Is there historical/archaeological evidence of the exile and enslavement of Jews by the Babylonian Empire? If so, how did it impact the development of Judaism?

by guinessmcpenis

If so how did the exile impact the development of Judaism

Trevor_Culley

As Biblical events go, there is a staggering amount of archaeological/non-Biblical written evidence for the Babylonian deportation. But before I get into that, I want to clarify something about the Judean community in exile. They were not enslaved. The Babylonians had slavery, but it was never the sort of mass chattel slavery more familiar modern colonial history or the Roman Empire. The bulk of labor in the ancient Near East was performed by nominally free peasants. Instead, the Biblical history of the Babylonian Captivity is related to a process of mass deportation, but not enslavement.
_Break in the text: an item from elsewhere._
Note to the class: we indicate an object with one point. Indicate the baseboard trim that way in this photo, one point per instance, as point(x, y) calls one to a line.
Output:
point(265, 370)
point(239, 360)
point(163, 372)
This was a system pioneered by the Assyrians in which a large swath of people from a particularly obstinate or rebellious city or small territory would be forcibly moved somewhere else, under the basic premise that they would be productive but not rebellious elsewhere in the Empire. In some cases, another deported population would then be sent to take their place.

As for evidence, it's actually difficult to do a survey of the old city, the so-called "City of David," in Jerusalem and not identify the layer of arrow heads, ash, and rubble from the Babylonian capture in 587 BC. The University of Michigan's excavations in the the 1970s-80s are particularly noteworthy, but additional material evidence is found regularly. Those links should provide a broad sampling of different finds in the old city. The Bible Unearthed by Israel Finkelstein and Neil Asher Silberman provides a good overview of Biblical archaeology in general.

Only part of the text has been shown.